En el caso de este expediente, se aporta representación gráfica catastral, de tal modo que de una cabida inscrita de 3.105 metros cuadrados se pasa a la inferior de 2.900 metros cuadrados, habiéndose solicitado tácitamente la inscripción de la representación gráfica georreferenciada de la finca, por ajustarse la descripción literaria de la finca a la resultante de la representación gráfica catastral incorporada al título, conforme al criterio establecido por este Centro Directivo en Resoluciones de 15 de junio de 2016, 14 de junio y 17 de noviembre de 2021, 21 de febrero de 2022 o 29 de julio y 10 de octubre de 2024.
5. Con carácter general, el artículo 9 de la Ley Hipotecaria proclama que «la representación gráfica aportada será objeto de incorporación al folio real de la finca, siempre que no se alberguen dudas por el Registrador sobre la correspondencia entre dicha representación y la finca inscrita, valorando la falta de coincidencia, siquiera parcial, con otra representación gráfica previamente incorporada, así como la posible invasión del dominio público».
Congruentemente con ello, y conforme al artículo 199 de la Ley Hipotecaria, «el Registrador denegará la inscripción de la identificación gráfica de la finca, si la misma coincidiera en todo o parte con otra base gráfica inscrita o con el dominio público». En los demás casos, y a la vista de las alegaciones efectuadas, el registrador decidirá motivadamente según su prudente criterio.
6. Es doctrina reiterada (cfr. «Vistos») de este Centro Directivo que el juicio por el que el registrador califica las posibles dudas sobre la identidad de la finca inscrita y la representación gráfica aportada no puede ser arbitrario ni discrecional, sino que ha de estar motivado y fundado en criterios objetivos y razonados.

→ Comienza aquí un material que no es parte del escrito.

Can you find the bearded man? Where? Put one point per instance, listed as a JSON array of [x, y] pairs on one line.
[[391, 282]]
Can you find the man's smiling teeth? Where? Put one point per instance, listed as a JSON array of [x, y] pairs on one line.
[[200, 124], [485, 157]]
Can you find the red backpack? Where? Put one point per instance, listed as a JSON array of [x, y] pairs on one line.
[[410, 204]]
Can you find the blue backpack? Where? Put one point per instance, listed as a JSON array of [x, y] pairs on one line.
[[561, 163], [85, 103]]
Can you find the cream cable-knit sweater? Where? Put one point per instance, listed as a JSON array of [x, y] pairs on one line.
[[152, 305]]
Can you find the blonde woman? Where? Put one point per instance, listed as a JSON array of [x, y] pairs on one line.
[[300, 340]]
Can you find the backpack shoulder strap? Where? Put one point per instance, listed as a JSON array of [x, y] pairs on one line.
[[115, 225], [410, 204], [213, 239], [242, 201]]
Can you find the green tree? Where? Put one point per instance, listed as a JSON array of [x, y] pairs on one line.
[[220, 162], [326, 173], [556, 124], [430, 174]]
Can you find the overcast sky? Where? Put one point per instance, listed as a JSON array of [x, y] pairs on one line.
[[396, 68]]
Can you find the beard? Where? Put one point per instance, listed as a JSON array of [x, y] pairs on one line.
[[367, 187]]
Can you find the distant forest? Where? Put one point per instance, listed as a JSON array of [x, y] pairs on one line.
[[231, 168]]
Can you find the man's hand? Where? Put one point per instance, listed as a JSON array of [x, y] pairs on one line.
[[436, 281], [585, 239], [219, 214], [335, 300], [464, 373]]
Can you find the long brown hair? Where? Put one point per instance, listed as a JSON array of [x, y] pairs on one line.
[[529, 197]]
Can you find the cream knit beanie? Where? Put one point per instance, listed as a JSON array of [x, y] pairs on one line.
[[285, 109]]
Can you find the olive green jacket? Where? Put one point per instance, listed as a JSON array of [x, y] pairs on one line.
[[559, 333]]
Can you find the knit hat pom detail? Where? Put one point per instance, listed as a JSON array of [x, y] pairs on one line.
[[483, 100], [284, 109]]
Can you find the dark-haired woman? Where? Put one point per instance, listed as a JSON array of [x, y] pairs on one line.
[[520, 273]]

Así, la Resolución de 27 de septiembre de 2018, que cita otras muchas anteriores como las de 14 y 28 de noviembre de 2016, 1 de junio, 4 de septiembre, 19 de octubre y 18 y 19 de diciembre de 2017 y 24 de abril y 11 y 21 de mayo de 2018, afirma ser reiterada y consolidada la doctrina de esta Dirección General en los supuestos en los que se pretende la inscripción de una representación gráfica. De esta doctrina resulta lo siguiente: que el registrador debe calificar en todo caso la existencia o no de dudas en la identidad de la finca, que pueden referirse a que la representación gráfica de la finca coincida en todo o parte con otra base gráfica inscrita o con el dominio público, a la posible invasión de fincas colindantes inmatriculadas o a que se encubriese un negocio traslativo u operaciones de modificación de entidad hipotecaria (cfr. artículos 9, 199 y 201 de la Ley Hipotecaria); que a tal efecto el registrador podrá utilizar, con carácter meramente auxiliar, las representaciones gráficas disponibles, que le permitan averiguar las características topográficas de la finca y su línea poligonal de delimitación, para lo que podrá acudirse a la aplicación informática prevista en dicha norma y homologada en la Resolución de esta Dirección General de 2 de agosto de 2016, así como acceder a la cartografía catastral, actual e histórica, disponible en la Sede Electrónica del Catastro; que dado que con anterioridad a la Ley 13/2015, de 24 de junio, se permitía el acceso al Registro de fincas sin que se inscribiese su representación gráfica georreferenciada, la ubicación, localización y delimitación física de la finca se limitaba a una descripción meramente literaria, lo que puede conllevar una cierta imprecisión a la hora de determinar la coincidencia de la representación gráfica con otras fincas inmatriculadas con anterioridad a dicha norma; que el registrador, a la vista de las alegaciones efectuadas en el procedimiento, debe decidir motivadamente según su prudente criterio; que el juicio de identidad de la finca por parte del registrador debe estar motivado y fundado en criterios objetivos y razonados, sin que basten expresiones genéricas o remitirse a la mera oposición no documentada de un colindante.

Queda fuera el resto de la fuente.